Compinches

Caín destruye a su hermano. Es su sino. Al robot se le instruye: no dañe a ningún ser humano; al contrario, ayúdelo, y en esta época hasta en insospechadas tareas, y que conserve y modifique para mejor su existencia. Caín resucita en el Gran Hermano y se encompincha con él. Dios los cría y ellos se juntan.

No existe solidaridad en Caín, sino interés en destruir. Narcotráfico y lavado financiero: esa es su fortaleza. En un afán de engrosar las arcas del Gran Hermano y sus allegados, se crea el Ministerio de la Felicidad (para ellos), mediante el cual decretan multas contra los aborígenes que ingresen a la urbe. Las cuantías son diferenciadas según la etnia de procedencia del forastero.

Ante la mirada desafecta de los agentes de la Felicidad, el forastero es obligado a entregar los llénate que había recogido por la venta de legumbres cultivados por él en una finca de las tierras altas, donde soplaba la brisa fría que muchos envidiaban en la embotellada urbe.

Defensores de la cámara le explicaron al forastero de la necesidad de esa iniciativa, de la que la comunidad se beneficiaba con el 50% de la recaudación.
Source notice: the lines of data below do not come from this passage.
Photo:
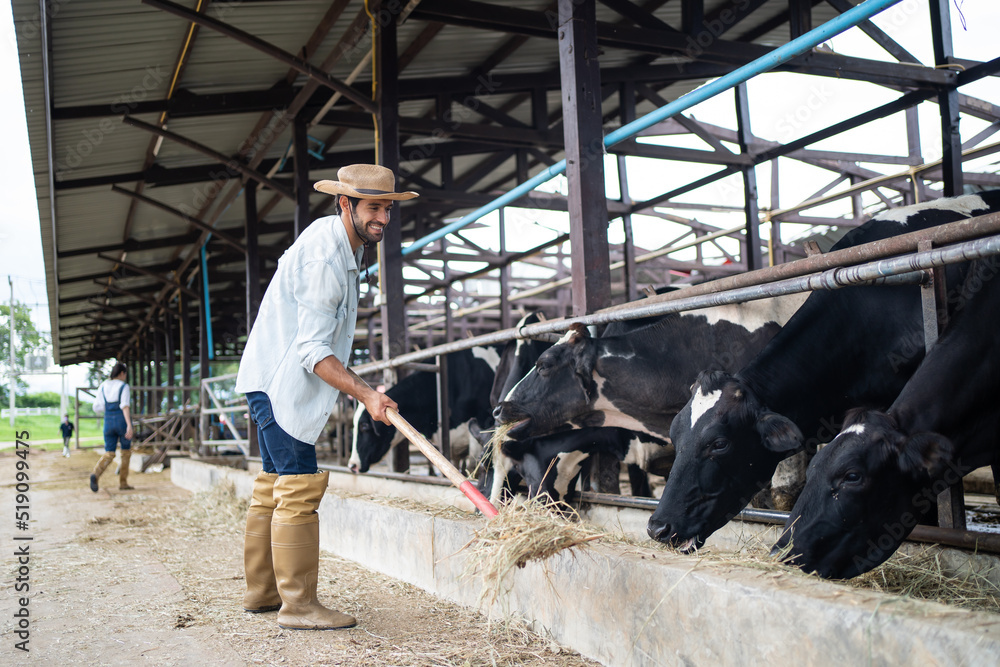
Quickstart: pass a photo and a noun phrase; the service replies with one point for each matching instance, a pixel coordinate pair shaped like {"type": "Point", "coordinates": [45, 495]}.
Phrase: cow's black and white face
{"type": "Point", "coordinates": [727, 447]}
{"type": "Point", "coordinates": [372, 441]}
{"type": "Point", "coordinates": [559, 391]}
{"type": "Point", "coordinates": [864, 493]}
{"type": "Point", "coordinates": [518, 358]}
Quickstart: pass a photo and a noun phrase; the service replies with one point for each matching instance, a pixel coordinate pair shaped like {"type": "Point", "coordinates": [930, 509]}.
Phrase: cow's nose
{"type": "Point", "coordinates": [781, 545]}
{"type": "Point", "coordinates": [658, 530]}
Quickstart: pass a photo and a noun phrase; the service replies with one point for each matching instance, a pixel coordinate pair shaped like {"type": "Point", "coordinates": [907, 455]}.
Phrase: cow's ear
{"type": "Point", "coordinates": [925, 454]}
{"type": "Point", "coordinates": [778, 433]}
{"type": "Point", "coordinates": [474, 430]}
{"type": "Point", "coordinates": [579, 333]}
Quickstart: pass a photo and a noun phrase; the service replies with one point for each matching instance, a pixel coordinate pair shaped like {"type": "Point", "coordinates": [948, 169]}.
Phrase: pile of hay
{"type": "Point", "coordinates": [923, 576]}
{"type": "Point", "coordinates": [520, 533]}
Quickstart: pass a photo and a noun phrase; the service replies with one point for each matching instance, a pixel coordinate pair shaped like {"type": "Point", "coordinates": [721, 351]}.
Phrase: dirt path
{"type": "Point", "coordinates": [155, 576]}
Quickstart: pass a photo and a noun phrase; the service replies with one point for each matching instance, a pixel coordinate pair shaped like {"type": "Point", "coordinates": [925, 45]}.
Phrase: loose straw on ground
{"type": "Point", "coordinates": [534, 530]}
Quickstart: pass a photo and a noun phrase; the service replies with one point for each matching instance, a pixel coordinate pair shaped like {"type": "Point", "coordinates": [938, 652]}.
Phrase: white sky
{"type": "Point", "coordinates": [783, 107]}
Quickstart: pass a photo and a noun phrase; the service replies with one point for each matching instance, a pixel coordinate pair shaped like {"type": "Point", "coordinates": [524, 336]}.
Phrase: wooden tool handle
{"type": "Point", "coordinates": [442, 464]}
{"type": "Point", "coordinates": [437, 458]}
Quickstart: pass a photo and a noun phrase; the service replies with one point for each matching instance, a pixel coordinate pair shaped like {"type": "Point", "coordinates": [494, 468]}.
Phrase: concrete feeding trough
{"type": "Point", "coordinates": [623, 604]}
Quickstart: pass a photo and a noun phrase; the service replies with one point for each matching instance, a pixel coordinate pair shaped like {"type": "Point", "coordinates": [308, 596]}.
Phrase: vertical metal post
{"type": "Point", "coordinates": [505, 319]}
{"type": "Point", "coordinates": [76, 416]}
{"type": "Point", "coordinates": [951, 140]}
{"type": "Point", "coordinates": [692, 16]}
{"type": "Point", "coordinates": [253, 255]}
{"type": "Point", "coordinates": [626, 95]}
{"type": "Point", "coordinates": [301, 165]}
{"type": "Point", "coordinates": [777, 249]}
{"type": "Point", "coordinates": [754, 259]}
{"type": "Point", "coordinates": [583, 136]}
{"type": "Point", "coordinates": [13, 366]}
{"type": "Point", "coordinates": [951, 501]}
{"type": "Point", "coordinates": [391, 261]}
{"type": "Point", "coordinates": [203, 361]}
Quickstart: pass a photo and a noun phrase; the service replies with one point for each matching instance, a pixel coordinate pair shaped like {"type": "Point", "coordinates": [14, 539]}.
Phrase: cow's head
{"type": "Point", "coordinates": [497, 477]}
{"type": "Point", "coordinates": [372, 441]}
{"type": "Point", "coordinates": [518, 357]}
{"type": "Point", "coordinates": [549, 465]}
{"type": "Point", "coordinates": [559, 390]}
{"type": "Point", "coordinates": [727, 447]}
{"type": "Point", "coordinates": [864, 493]}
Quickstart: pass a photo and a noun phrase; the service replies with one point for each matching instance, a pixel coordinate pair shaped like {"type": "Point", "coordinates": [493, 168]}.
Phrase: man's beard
{"type": "Point", "coordinates": [362, 230]}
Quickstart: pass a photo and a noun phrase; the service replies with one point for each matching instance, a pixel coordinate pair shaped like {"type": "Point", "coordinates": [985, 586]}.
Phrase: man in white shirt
{"type": "Point", "coordinates": [292, 370]}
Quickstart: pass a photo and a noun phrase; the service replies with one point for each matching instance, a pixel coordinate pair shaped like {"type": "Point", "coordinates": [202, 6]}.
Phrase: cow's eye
{"type": "Point", "coordinates": [853, 477]}
{"type": "Point", "coordinates": [719, 446]}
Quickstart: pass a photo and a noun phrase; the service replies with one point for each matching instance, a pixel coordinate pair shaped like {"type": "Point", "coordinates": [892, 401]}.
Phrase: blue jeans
{"type": "Point", "coordinates": [280, 452]}
{"type": "Point", "coordinates": [114, 430]}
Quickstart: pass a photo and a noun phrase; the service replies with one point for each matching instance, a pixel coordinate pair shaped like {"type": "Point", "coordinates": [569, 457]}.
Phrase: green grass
{"type": "Point", "coordinates": [46, 427]}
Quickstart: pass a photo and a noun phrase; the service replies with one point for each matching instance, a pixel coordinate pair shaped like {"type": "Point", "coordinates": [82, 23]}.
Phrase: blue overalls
{"type": "Point", "coordinates": [114, 423]}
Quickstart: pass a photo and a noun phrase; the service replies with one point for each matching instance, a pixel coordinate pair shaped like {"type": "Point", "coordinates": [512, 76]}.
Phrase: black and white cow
{"type": "Point", "coordinates": [867, 488]}
{"type": "Point", "coordinates": [640, 379]}
{"type": "Point", "coordinates": [843, 348]}
{"type": "Point", "coordinates": [566, 455]}
{"type": "Point", "coordinates": [470, 378]}
{"type": "Point", "coordinates": [551, 464]}
{"type": "Point", "coordinates": [637, 380]}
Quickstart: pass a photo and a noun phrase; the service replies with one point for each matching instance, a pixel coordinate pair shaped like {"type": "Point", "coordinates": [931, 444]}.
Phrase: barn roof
{"type": "Point", "coordinates": [155, 121]}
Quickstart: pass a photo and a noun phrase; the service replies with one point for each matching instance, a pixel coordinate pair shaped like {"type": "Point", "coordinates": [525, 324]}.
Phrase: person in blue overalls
{"type": "Point", "coordinates": [113, 398]}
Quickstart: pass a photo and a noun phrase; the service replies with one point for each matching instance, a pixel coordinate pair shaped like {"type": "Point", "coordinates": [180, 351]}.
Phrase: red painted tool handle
{"type": "Point", "coordinates": [443, 464]}
{"type": "Point", "coordinates": [478, 499]}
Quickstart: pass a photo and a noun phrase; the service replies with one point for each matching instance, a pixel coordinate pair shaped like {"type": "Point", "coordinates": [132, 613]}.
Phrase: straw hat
{"type": "Point", "coordinates": [364, 181]}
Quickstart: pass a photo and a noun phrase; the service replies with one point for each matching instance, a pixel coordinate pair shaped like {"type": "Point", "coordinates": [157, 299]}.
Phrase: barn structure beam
{"type": "Point", "coordinates": [315, 73]}
{"type": "Point", "coordinates": [231, 163]}
{"type": "Point", "coordinates": [951, 139]}
{"type": "Point", "coordinates": [753, 259]}
{"type": "Point", "coordinates": [191, 220]}
{"type": "Point", "coordinates": [582, 129]}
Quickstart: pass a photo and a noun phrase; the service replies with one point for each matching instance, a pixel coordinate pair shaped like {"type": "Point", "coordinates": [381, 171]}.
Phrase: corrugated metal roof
{"type": "Point", "coordinates": [124, 53]}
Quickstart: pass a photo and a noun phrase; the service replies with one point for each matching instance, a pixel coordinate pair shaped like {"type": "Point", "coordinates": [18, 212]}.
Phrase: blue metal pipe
{"type": "Point", "coordinates": [778, 56]}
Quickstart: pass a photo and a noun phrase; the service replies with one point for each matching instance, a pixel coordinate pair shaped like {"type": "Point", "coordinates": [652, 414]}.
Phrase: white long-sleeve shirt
{"type": "Point", "coordinates": [308, 313]}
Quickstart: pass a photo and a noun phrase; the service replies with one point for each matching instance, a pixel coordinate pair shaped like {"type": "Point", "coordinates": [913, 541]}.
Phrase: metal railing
{"type": "Point", "coordinates": [226, 408]}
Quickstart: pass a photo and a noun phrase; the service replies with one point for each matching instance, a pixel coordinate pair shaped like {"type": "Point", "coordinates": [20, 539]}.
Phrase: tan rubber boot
{"type": "Point", "coordinates": [295, 552]}
{"type": "Point", "coordinates": [102, 463]}
{"type": "Point", "coordinates": [123, 471]}
{"type": "Point", "coordinates": [262, 592]}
Una cantidad suficiente para suplir las medicinas requeridas en hospitales. El 50% restante se distribuía en forma equitativa y honesta entre los dueños del servicio.

El Gran Hermano aplica la imposición recogiendo los impuestos, y además coloca una cámara en cada hogar para extasiarse de cuanta intimidad pueda captar. El Gran Hermano es un sabelotodo, y esa es su satisfacción. Le sirve para sobrevivir, pero, sobre todo, le deleita.

Legiones de defensores del Gran Hermano aportan su tiempo y sus energías para que él consiga el éxtasis que es atesorado por esa tribu, que abriga códigos puros de alienígenas ancestrales.

Caín se desvive en alegrías con el devenir de sus sucesores, y los esclavos de ellos empiezan a convencerse de que los desembolsos para ingresar a la urbe no son para morirse, pues a ningún aborigen se le exonera.

Viéndolo bien, no son terribles esos 80 llénate que se han entregado a la Felicidad. Los propios agentes, mapa en mano, le indican que colegas de ellos están en ese momento en otros sitios trabajando para el Ministerio de la Sangre, que en forma exclusiva se encarga de sustraer hemoglobina sana de los transeúntes.

El abordaje es hasta cierto punto pacífico. Peritos se apostan en centros comerciales y otros lugares de multitudes y seleccionan a los candidatos.

Al agraciado le rocían orégano con chile 100 importado de Tabasco. No objeta entregar sus pintas de sangre, que son llevadas a los hospitales públicos.

La empresa proveedora pasa la factura al hospital y, en un santiamén, se autoriza la compensación. El 70% corresponde a la comunidad y el 30% a la compañía, que ha reclamado la cuantía, menor que aquella que cobra el Ministerio de la Felicidad.

Otros ministerios estaban empeñados en llegar a acuerdos con compañías que se ganan una plata para castigar a los tiradores de desechos desde los vehículos, los flatulentos profesionales y los vagabundos descarados.

En el Callejón del Gabinete de Cocina hubo muchas trifulcas, incluso amenazas con toletes, por los desacuerdos en torno a cómo se cobraría a los vagabundos y cómo se determinaría si eran descarados o no.

Una opción es que la multa no la amortizaría el propio vagabundo, sino quien tirara en los depósitos de las aceras desechos que pudieran alimentarlo.

Las cuantías no serían tan altas, ya que era una responsabilidad indirecta. Decenas de socios habían declinado, en forma amable, asumir estos ministerios considerados pobres. Estaban hasta condenados a desaparecer, como una que otra sala de la magistratura.

El Gran Hermano, con tantas cámaras apostadas en la urbe y aquellas orientadas para recoger el clima de cada habitación de hogar, sabe qué hace cada quien, y esa es otra ganancia del sistema.